Luna, Espejo de las Desamparadas, 255; Libro de las Ánimas.

La sala era pequeña y concorde a su función, retener. El color gris se encargaba de absorber la energía junto a la monótona penumbra que roía las entrañas.

Él estaba ahí, sentado en una de las sillas que ocupaban la mayor parte del espacio. Se sumaba una mesa con misión de dividir dos zonas, donde Eric se sentaba y donde yo estaría, en frente suya; separándonos.

Uno de los guardias me empujó sin escrúpulos hacia el interior y por un momento tropecé con mis propios pies. A mis espaldas, y con prisa, las puertas de acero se cerraron milagrosamente fundiéndose con la pared, sin dejar algún rastro de que allí, anteriormente, hubo una entrada.

Ninguna señal más, nos habían encerrado entre aquellas angostas paredes.

Una sensación de claustrofobia me atrapó y profundicé la respiración.
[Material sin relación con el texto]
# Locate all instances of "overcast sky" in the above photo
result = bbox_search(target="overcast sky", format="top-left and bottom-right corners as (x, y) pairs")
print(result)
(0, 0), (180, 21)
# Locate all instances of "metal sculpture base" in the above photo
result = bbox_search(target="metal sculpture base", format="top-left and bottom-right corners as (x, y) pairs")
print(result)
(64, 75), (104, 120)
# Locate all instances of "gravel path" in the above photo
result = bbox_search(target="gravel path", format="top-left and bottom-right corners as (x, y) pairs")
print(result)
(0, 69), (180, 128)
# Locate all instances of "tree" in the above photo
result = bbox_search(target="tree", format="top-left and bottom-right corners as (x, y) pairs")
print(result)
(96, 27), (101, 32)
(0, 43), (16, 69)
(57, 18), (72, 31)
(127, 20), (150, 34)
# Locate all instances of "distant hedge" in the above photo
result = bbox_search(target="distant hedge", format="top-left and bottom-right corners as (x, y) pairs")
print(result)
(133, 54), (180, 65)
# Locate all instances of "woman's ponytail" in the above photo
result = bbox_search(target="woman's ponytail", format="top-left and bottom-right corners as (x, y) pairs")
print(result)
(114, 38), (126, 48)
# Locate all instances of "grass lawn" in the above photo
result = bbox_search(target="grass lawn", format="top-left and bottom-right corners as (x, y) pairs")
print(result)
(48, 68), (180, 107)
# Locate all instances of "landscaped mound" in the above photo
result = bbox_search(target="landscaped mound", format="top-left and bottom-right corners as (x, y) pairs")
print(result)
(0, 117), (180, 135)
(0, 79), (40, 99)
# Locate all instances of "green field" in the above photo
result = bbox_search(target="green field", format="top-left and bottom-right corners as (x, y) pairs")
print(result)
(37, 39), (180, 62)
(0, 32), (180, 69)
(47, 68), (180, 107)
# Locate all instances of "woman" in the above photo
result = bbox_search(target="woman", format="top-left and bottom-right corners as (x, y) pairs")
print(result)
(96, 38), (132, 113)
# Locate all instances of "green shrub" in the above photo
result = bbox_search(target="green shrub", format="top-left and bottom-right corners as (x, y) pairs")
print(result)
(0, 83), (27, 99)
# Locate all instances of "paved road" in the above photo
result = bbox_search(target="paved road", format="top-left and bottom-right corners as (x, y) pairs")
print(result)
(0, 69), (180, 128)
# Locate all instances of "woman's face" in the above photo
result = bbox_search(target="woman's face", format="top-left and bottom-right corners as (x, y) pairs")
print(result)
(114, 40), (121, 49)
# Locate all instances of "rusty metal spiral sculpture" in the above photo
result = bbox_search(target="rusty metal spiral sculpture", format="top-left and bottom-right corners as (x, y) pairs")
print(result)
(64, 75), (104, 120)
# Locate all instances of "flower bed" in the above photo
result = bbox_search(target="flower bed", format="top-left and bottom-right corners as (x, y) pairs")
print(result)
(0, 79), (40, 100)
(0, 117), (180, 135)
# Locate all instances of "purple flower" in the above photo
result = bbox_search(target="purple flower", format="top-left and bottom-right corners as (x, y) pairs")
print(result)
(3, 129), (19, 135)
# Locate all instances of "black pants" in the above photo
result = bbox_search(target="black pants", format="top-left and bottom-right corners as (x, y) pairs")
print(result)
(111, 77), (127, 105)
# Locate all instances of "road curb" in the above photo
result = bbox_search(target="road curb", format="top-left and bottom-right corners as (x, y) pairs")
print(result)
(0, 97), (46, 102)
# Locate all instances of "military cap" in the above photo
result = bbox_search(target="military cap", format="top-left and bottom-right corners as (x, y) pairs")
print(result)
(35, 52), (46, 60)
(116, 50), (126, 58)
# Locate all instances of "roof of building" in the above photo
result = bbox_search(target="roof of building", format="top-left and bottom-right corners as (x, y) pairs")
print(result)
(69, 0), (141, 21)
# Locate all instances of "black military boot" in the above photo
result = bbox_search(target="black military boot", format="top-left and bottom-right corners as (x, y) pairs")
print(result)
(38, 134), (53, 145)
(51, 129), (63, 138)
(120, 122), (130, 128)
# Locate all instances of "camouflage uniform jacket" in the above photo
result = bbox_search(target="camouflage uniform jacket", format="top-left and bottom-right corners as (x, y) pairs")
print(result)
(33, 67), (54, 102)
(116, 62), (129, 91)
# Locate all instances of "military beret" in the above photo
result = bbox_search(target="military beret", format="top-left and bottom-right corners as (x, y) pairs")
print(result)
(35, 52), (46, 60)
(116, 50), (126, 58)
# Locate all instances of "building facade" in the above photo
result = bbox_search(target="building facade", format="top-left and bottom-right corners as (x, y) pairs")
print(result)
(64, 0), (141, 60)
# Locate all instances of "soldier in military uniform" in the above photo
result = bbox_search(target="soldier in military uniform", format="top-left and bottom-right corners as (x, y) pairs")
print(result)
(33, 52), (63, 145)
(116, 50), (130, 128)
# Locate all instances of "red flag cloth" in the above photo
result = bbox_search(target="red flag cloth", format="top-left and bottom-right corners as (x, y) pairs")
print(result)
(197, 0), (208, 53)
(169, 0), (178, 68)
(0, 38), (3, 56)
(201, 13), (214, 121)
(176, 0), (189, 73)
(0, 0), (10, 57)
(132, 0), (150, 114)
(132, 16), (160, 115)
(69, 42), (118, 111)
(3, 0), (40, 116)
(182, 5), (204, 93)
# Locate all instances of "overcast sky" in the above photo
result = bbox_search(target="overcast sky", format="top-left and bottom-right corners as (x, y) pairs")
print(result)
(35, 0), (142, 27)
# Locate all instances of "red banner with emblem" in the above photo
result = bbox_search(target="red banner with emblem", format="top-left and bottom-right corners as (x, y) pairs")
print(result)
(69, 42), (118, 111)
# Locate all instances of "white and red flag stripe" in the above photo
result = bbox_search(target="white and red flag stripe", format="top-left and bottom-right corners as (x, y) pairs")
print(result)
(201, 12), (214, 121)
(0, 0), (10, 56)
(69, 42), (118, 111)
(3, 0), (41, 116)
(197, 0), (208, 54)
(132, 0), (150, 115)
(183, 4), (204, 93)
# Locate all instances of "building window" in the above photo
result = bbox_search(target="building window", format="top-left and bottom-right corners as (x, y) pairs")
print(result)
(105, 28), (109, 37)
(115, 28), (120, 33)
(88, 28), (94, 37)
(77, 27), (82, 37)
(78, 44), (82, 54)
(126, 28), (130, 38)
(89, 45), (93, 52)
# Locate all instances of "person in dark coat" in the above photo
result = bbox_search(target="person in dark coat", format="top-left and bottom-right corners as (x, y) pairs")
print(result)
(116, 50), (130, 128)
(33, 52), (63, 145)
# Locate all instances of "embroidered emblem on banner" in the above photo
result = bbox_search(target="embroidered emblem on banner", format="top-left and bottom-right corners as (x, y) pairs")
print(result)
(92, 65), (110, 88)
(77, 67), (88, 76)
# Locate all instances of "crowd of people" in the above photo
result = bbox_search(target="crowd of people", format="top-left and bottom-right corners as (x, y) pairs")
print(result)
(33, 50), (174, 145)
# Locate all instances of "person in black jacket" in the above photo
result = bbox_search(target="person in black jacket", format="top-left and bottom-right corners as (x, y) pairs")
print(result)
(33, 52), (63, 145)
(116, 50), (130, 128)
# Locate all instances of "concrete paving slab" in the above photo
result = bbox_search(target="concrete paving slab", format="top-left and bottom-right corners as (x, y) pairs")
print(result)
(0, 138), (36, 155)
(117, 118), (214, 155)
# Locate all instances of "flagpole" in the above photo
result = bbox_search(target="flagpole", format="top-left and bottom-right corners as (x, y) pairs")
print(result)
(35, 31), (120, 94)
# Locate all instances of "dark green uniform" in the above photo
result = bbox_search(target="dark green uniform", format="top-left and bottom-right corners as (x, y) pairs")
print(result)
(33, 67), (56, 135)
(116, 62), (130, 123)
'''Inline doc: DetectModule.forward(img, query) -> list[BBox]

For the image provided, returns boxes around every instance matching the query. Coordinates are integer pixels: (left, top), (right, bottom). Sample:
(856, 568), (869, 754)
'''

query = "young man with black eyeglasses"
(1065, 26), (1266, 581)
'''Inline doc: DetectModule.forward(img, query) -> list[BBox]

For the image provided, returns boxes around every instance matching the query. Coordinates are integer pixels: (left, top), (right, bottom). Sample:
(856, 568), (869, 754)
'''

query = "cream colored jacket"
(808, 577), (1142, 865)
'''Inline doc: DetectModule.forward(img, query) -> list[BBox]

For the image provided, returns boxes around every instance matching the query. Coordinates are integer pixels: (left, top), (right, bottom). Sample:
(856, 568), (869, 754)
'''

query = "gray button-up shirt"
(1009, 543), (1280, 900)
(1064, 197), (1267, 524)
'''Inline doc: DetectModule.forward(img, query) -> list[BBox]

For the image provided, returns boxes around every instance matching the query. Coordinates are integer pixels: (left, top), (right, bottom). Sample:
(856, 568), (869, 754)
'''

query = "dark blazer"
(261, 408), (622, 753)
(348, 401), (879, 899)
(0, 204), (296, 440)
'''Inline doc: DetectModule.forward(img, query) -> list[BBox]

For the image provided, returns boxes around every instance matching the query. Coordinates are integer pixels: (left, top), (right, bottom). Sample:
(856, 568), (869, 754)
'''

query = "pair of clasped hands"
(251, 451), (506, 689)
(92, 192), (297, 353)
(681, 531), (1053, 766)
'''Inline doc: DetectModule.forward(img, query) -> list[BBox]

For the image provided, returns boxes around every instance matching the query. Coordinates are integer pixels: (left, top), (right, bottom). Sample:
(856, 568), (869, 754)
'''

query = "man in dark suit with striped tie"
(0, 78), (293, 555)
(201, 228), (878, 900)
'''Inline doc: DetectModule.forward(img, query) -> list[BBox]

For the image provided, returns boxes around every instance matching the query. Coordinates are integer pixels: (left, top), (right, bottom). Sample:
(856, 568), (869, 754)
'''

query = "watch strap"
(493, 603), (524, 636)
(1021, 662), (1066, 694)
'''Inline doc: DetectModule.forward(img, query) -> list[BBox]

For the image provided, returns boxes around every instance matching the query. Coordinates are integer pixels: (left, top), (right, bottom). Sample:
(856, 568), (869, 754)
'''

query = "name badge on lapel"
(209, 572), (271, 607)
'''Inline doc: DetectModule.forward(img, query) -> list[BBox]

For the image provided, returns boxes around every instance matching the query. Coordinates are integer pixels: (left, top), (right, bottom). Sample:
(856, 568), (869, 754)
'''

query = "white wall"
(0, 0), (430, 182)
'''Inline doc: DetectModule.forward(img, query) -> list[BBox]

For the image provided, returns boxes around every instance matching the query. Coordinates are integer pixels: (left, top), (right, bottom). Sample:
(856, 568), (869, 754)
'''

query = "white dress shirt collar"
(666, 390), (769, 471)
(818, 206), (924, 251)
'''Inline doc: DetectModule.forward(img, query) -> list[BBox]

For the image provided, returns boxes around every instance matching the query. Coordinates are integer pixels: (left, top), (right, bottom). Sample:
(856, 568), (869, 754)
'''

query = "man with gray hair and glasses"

No obstante, sentía millones de ojos puestos en mí. Como si tras estos muros hubiese gente concentrada en esta única situación, en visualizar mis movimientos con detenimiento, en perseguir mis palabras y declaraciones por los pasadizos de la desesperación.

– Sí, están vigilando como títeres para los demandantes de la función, más títeres.

Y justo después quiso contener un quejido apretando sus puños y sus labios faltos del aro en su comisura inferior.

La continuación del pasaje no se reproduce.